CPU and memory metrics

Metric Description
cpu.cores Percentage of cores used.
cpu.idle Percentage of CPUs idle.
cpu.system Percentage of system used.
cpu.total Percentage of CPUs used.
cpu.user Percentage of CPU used by the user.
cpu.wait Percentage idle while waiting for an operation to complete.
load.1min Load average for the past minute.
load.5min Load average for the past 5 minutes.
load.15min Load average for the past 15 minutes.
memory.buffers Number of memory buffers.
memory.cached Amount of cached memory.
memory.free Amount of free memory in bytes.
memory.total Total memory in bytes.
process.count Number of processes that are running.
swap.free Amount of free swap space.
swap.total Total swap space.
swap.used Amount of swap space used.
system.uptime The system reliability and load average.

Filesystem metrics

Metric Description
filesystem.capacity.free Amount of available capacity in bytes.
filesystem.capacity.total Total capacity in bytes.
filesystem.capacity.used Capacity used in bytes.
filesystem.inode.free Amount of available inodes in bytes.
filesystem.inode.total Total inodes in bytes.
filesystem.inode.used Inodes used in bytes.

Note: The tag path is automatically populated based on the mount path of the local filesystem (e.g., /, /boot, etc).

Network interface metrics

Metric Description
network.in.bytes Number of bytes downloaded.
network.in.dropped Number of downloaded bytes dropped.
network.in.errors Number of downloaded bytes in error.
network.in.packets Number of packets downloaded.
network.out.bytes Number of bytes uploaded.
network.out.dropped Number of uploaded bytes dropped.
network.out.errors Number of uploaded bytes in error.
network.out.packets Number of packets uploaded.

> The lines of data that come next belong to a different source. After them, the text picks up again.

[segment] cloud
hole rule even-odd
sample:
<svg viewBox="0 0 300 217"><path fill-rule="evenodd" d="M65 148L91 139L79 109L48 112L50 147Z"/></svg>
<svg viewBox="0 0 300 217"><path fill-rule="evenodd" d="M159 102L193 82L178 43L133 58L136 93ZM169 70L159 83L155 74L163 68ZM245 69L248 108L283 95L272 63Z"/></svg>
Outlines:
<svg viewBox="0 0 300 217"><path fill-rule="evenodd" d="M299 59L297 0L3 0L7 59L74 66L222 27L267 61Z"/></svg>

Note: The tag interface is automatically populated based on the type of the network interface (e.g., spartan, d-dcos, minuteman, etc).

Container

The following per-container resource utilization metrics are collected.

CPU usage metrics

Metric Description
cpus.limit The number of CPU shares allocated.
cpus.system.time Total CPU time spent in kernel mode in seconds.
cpus.throttled.time Total time, in seconds, that CPU was throttled.
cpus.user.time Total CPU time spent in user mode.

Disk metrics

Metric Description
disk.limit Hard capacity limit for disk in bytes.
disk.used Hard capacity used in bytes.

Memory metrics

Metric Description
mem.limit Hard memory limit for a container.
mem.total Total memory of a process in RAM (as opposed to in swap).

Network metrics

Metric Description
net.rx.bytes Bytes received.
net.rx.dropped Packets dropped on receive.
net.rx.errors Errors reported on receive.
net.rx.packets Packets received.
net.tx.bytes Bytes sent.
net.tx.dropped Packets dropped on send.
net.tx.errors Errors reported on send.
net.tx.packets Packets sent.

Dimensions

Dimensions are metadata about the metrics. The following table lists the available dimensions and the entities where they appear.

Dimension Description Entity
mesos_id The Mesos ID of the node. node, container
cluster_id The ID of the Mesos cluster. node, container
container_id The ID of the container. metric, container
executor_id The ID of the task executor. metric, container
executor_name The name of the task executor. metric
framework_id The ID of the framework. metric, container
framework_name The name of the framework. container
framework_principal The principal of the framework. container
framework_role The framework role. container
hostname The IP address of the node. container, node
labels Key-value pairs describing the metric. container
source The source of the metric. Equivalent to the executor ID. metric
task_id The task ID. container
task_name The task name. container

For more information, see the dcos-metrics repository.